O pai de família, chefe da casa, do sustento, o provedor, ninguém lhe dava atenção, mesmo quando batia propositalmente com força a porta da frente para anunciar a sua chegada. Nada fazia com que as pessoas virassem para ele e dessem um “boa noite”, um “oi papai”, um beijo carinhoso da esposa.
Tornara-se um dinossauro, um ser extinto, sentia. Havia sido trocado por aquele retangulozinho eletrônico.
Sentia-se desprezado. Pensava em Santos Dumont que fez o avião como meio para transportar as pessoas para lugares diversos, mas, que um dia a sua obra se transformara em arma de guerra. Lembrava que aquele “retangulozinho miserável”, às vezes usava esse adjetivo também, foi criado com propósito de unir distâncias, mas, agora segregava uma família. Era traição de mais aquela coisinha receber todo o afeto e ele ficar apenas com as sobras... Se bem que nem os farelos tinha mais.

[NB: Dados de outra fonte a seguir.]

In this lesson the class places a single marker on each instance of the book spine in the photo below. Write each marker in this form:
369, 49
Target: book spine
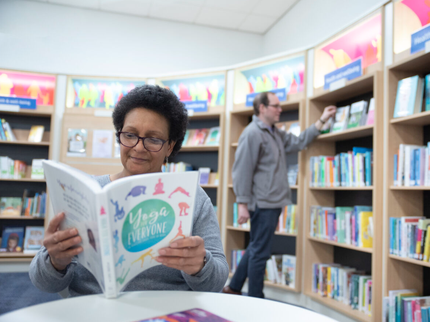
105, 233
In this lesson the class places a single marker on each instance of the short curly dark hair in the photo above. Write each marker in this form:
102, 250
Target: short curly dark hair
159, 100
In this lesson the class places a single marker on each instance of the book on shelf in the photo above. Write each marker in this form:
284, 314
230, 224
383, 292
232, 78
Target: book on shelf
124, 224
6, 131
33, 240
12, 239
340, 119
351, 169
213, 136
36, 133
357, 114
204, 175
343, 284
10, 206
344, 225
409, 96
371, 113
191, 315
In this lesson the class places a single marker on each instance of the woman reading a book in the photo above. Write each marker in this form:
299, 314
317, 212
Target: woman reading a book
150, 123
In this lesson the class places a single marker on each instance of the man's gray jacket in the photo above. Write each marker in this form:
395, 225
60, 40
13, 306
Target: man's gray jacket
260, 166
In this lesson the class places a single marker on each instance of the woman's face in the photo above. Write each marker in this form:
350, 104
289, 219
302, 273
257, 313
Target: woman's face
145, 123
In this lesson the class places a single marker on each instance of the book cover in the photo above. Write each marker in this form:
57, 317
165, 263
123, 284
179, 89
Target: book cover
358, 110
10, 206
76, 142
33, 240
340, 119
196, 315
12, 239
289, 270
407, 96
36, 133
124, 224
213, 136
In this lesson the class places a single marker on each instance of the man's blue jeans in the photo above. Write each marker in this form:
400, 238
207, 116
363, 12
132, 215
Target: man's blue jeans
253, 263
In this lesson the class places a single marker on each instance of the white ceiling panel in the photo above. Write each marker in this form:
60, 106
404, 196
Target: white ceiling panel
244, 6
174, 11
131, 7
257, 24
273, 8
93, 4
220, 18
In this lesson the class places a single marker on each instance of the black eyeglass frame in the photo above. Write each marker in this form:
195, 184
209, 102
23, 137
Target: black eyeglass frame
139, 138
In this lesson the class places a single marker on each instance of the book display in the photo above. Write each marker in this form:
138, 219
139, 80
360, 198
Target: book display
249, 81
27, 119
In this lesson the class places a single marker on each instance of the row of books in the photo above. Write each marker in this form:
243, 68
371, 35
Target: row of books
196, 137
411, 165
406, 306
17, 169
236, 224
413, 96
343, 284
287, 220
15, 241
6, 133
351, 116
351, 169
344, 225
409, 237
24, 207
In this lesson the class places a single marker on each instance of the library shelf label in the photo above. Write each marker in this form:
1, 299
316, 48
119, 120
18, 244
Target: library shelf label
17, 102
348, 72
420, 39
103, 113
280, 92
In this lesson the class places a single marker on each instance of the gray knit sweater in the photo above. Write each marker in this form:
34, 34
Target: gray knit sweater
80, 281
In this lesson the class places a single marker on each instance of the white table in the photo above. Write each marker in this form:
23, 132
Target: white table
135, 306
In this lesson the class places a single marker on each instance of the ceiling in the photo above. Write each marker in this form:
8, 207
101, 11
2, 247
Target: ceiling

Mais um dia no trabalho, a porta batida, e nada. Tornara-se um invisível, pensava.
Aquela noite foi difícil. Um sono picado, inconstante. Estava esgotado. Foi preciso tomar a atitude que lhe faltava. Furtou os aparelhos, os três celulares, dois de seus filhos, um da esposa. Afogou o primeiro até verificar que não reiniciava mais. O segundo morreu eletrocutado dentro do microondas que foi ligado em potência máxima por alguns minutos. O da esposa foi jogado do décimo primeiro andar, era como se livrar do amante. O crime perfeito. Cogitava.
Pronto! A paz reinaria novamente naquele lar. Imaginava as pessoas conversando na mesa de jantar. Um caloroso abraço de chegada. Perguntas do tipo, “oi, como foi o seu dia?” As crianças brigando novamente. A esposa reclamando do sapato deixado no meio da sala, das rachaduras que as batidas da porta causavam à parede. Seria como perceber o amor renascer. A paz... A paz recriaria a sua força causada pelos destroços que um dia aquele retangulozinho impetrou na vida daquela família.
Naquele dia acordou cedo como de costume. Tomou seu café da manhã e foi ao trabalho. Não via à hora de chegar em casa e ter da sua família a atenção que um dia foi trocada como uma estação passada ou uma peça de roupa suja.
Chegando a casa, apenas o silêncio. As cabeças não giraram para saudá-lo. Todos cabisbaixos. Bate a porta e nada. Deixa o sapato no meio da sala e nenhuma reclamação. Jantou sozinho naquele ambiente fúnebre. Todos estavam enlutados. Sentia-se um perdedor. Era o segundo colocado. Ninguém lhe dava a atenção.
Da família algumas lágrimas. Um dos filhos mais exaltado gritava “assassino, assassino...”
Meses depois teve uma parcial reconciliação com a introdução dos quatro novos retangulozinhos. Quatro, pois, o pai de família, chefe da casa, do sustento, o provedor, só conversa com os membros da família de maneira virtual. O que já é um pouco mais do que uma migalha.